Again both drugs are working quickly and effectively in this early bionaive Crohn’s disease cohort.

The endoscopy data from SEAVUE provide a very useful comparison of mucosal healing rates at 1 year of therapy with either biologic.

Again there was no difference between the drugs:

There are a number of other key points from the full paper:

• A high rate of anti-drug antibodies to adalimumab, but this did not correlate with efficacy up to 52 weeks

• Fewer patients on ADA completed 52 weeks of treatment (149/195) compared with USTE (162/191)

• There was no significant phenotypic sub-groups who responded better to USTE versus ADA; this included disease duration and ileal versus colonic disease

The most important limitations to SEAVUE are:

1. the lack of dose optimisation

2. the primary endpoint of 52 weeks

Randomised IBD trials with readouts at 2 years and longer will be deeply informative.

What are the implications for clinical practice today?

Both ADA and USTE are highly effective in early Crohn’s disease.

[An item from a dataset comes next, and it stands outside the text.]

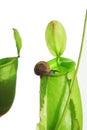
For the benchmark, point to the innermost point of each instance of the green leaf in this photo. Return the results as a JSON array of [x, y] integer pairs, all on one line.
[[18, 40], [55, 38], [74, 120]]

This is using both drugs as monotherapy agents without dose escalation and as first line biologics. Dose escalation and combination therapy would be expected to give additional benefit to ADA treated patients. Long-term persistence is expected to be superior with USTE treatment given very low rates of immunogenicity. Long-term safety likely also favours USTE.

I would happily prescribe either drug as first line biologic in Crohn’s disease.

However, we live in a biosimilar world where a year of adalimumab therapy is the same price as a year of optimised 5ASA therapy.

The cost arguments strongly favour adalimumab first-line therapy for Crohn’s disease.

A simple set of recommendations might therefore be:

• treat Crohn’s disease early with an effective agent = anti-TNF or USTE but not thiopurine monotherapy

• complex (esp fistulising patients) prefer anti-TNF combination therapy

• moderately active patients start adalimumab monotherapy

• monitor TDM and dose optimise / add thiopurine as needed

• if you do not start a biologic at diagnosis monitor CRP and calprotectin every 1-2m

• IF CRP and calprotectin not falling below 5mg/L and 250mcg/g respectively then start biologic therapy

Overwhelming data now support early effective therapy in Crohn’s disease.

This was clearly demonstrated in a beautiful individual patient level meta-analysis of phase 3 trial data by Shomron Ben-Horin, published in Gastroenterology. This showed that shorter disease duration resulted in higher clinical remission following induction in Crohn’s disease.

This effect is not seen in UC where expedient management of flares is key.

A few thoughts on drug sequencing

Patients who fail and anti-TNF are harder to treat with USTE and VEDO. We see this in the clinic with Crohn’s disease patients where we frequently need to dose escalate to 4 weekly USTE (30% at a year in our cohort).

The drug pipeline is starting to offer some hope for a way around this with monoclonal antibodies targeting p19 and JAK1 inhibitors showing promising efficacy in anti-TNF experienced patients.

Usetekinumab will be available as a biosimilar soon

The USTE patent expiry is September 2023 in the USA and early 2024 in Europe.

We expect USTE biosimilars from Celltrion (CT-P43) and Amgen (ABP654) to be ready to launch then. Once more the expectation is that biosimilars will significantly alter the treatment landscape in IBD.

The SEAVUE data are incredibly informative now, and will be even more so then.